A DSP shared is a DSP earned: HLS Task-Level Multi-Pumping for High-Performance Low-Resource Designs
Giovanni Brignone, Mihai T. Lazarescu, Luciano Lavagno
TL;DR
The paper tackles the challenge of reducing FPGA DSP resource usage in high-level synthesis (HLS) designs without sacrificing kernel throughput. It introduces a task-level multi-pumping approach that generalizes dataflow graphs (DFGs) to multi-clock DFGs (MCDFG) and leverages HLS resource sharing to reuse the same functional units across multiple operations while increasing per-task clock frequencies. By optimizing per-task multi-pumping factors and synthesizing MCDFGs, the method yields a new Pareto front in the throughput-versus-DSP-resource space, achieving up to 40–54% DSP savings at the same throughput and up to ~52% throughput gains with the same DSP on open-source benchmarks.
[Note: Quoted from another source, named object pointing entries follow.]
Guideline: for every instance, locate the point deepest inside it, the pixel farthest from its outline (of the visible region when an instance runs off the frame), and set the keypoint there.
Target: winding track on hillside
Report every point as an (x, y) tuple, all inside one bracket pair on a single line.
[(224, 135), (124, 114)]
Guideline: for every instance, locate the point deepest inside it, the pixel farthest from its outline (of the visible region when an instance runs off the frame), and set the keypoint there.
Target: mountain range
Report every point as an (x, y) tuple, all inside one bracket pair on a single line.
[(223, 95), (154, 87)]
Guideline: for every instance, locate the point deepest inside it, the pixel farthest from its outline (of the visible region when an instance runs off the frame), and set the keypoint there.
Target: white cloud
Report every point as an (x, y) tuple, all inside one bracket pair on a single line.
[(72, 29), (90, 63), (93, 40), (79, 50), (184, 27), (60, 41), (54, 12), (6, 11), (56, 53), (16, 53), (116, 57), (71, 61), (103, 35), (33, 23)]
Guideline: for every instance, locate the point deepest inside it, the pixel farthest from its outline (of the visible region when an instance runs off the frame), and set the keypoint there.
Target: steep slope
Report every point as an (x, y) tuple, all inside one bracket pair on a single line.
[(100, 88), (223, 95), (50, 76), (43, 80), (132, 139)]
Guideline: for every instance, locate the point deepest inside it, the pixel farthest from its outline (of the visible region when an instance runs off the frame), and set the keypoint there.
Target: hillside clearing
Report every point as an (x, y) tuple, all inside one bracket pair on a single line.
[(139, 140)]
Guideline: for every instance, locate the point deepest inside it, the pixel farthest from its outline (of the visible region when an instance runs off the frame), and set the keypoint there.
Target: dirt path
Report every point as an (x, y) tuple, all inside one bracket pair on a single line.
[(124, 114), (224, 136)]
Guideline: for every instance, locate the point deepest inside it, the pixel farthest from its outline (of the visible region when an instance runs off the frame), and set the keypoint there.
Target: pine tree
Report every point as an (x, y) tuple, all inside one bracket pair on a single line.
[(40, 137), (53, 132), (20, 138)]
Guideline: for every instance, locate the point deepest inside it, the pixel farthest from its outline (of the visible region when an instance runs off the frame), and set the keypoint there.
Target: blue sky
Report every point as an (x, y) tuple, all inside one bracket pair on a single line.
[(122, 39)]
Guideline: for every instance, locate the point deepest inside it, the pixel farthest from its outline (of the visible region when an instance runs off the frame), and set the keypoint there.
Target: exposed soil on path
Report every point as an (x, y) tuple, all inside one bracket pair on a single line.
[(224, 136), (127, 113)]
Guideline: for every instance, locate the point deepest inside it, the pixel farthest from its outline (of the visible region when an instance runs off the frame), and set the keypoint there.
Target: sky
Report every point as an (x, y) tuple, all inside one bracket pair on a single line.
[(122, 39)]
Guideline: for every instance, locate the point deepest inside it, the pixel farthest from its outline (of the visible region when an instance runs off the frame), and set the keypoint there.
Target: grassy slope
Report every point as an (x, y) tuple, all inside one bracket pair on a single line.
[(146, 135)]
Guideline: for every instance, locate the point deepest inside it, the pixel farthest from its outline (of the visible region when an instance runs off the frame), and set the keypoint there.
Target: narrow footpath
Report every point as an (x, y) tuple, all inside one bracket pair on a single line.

The workflow is validated on real FPGA platforms using state-of-the-art Xilinx tools, demonstrating practical impact and suggesting a path toward automated, high-level optimization passes that exploit multi-clock pipelines and per-task resource sharing.
Abstract
High-level synthesis (HLS) enhances digital hardware design productivity through a high abstraction level. Even if the HLS abstraction prevents fine-grained manual register-transfer level (RTL) optimizations, it also enables automatable optimizations that would be unfeasible or hard to automate at RTL. Specifically, we propose a task-level multi-pumping methodology to reduce resource utilization, particularly digital signal processors (DSPs), while preserving the throughput of HLS kernels modeled as dataflow graphs (DFGs) targeting field-programmable gate arrays. The methodology exploits the HLS resource sharing to automatically insert the logic for reusing the same functional unit for different operations. In addition, it relies on multi-clock DFG s to run the multi-pumped tasks at higher frequencies. The methodology scales the pipeline initiation interval (II) and the clock frequency constraints of resource-intensive tasks by a multi-pumping factor (M). The looser II allows sharing the same resource among M different operations, while the tighter clock frequency preserves the throughput. We verified that our methodology opens a new Pareto front in the throughput and resource space by applying it to open-source HLS designs using state-of-the-art commercial HLS and implementation tools by Xilinx. The multi-pumped designs require up to 40% fewer DSP resources at the same throughput as the original designs optimized for performance (i.e., running at the maximum clock frequency) and achieve up to 50% better throughput using the same DSP s as the original designs optimized for resources with a single clock.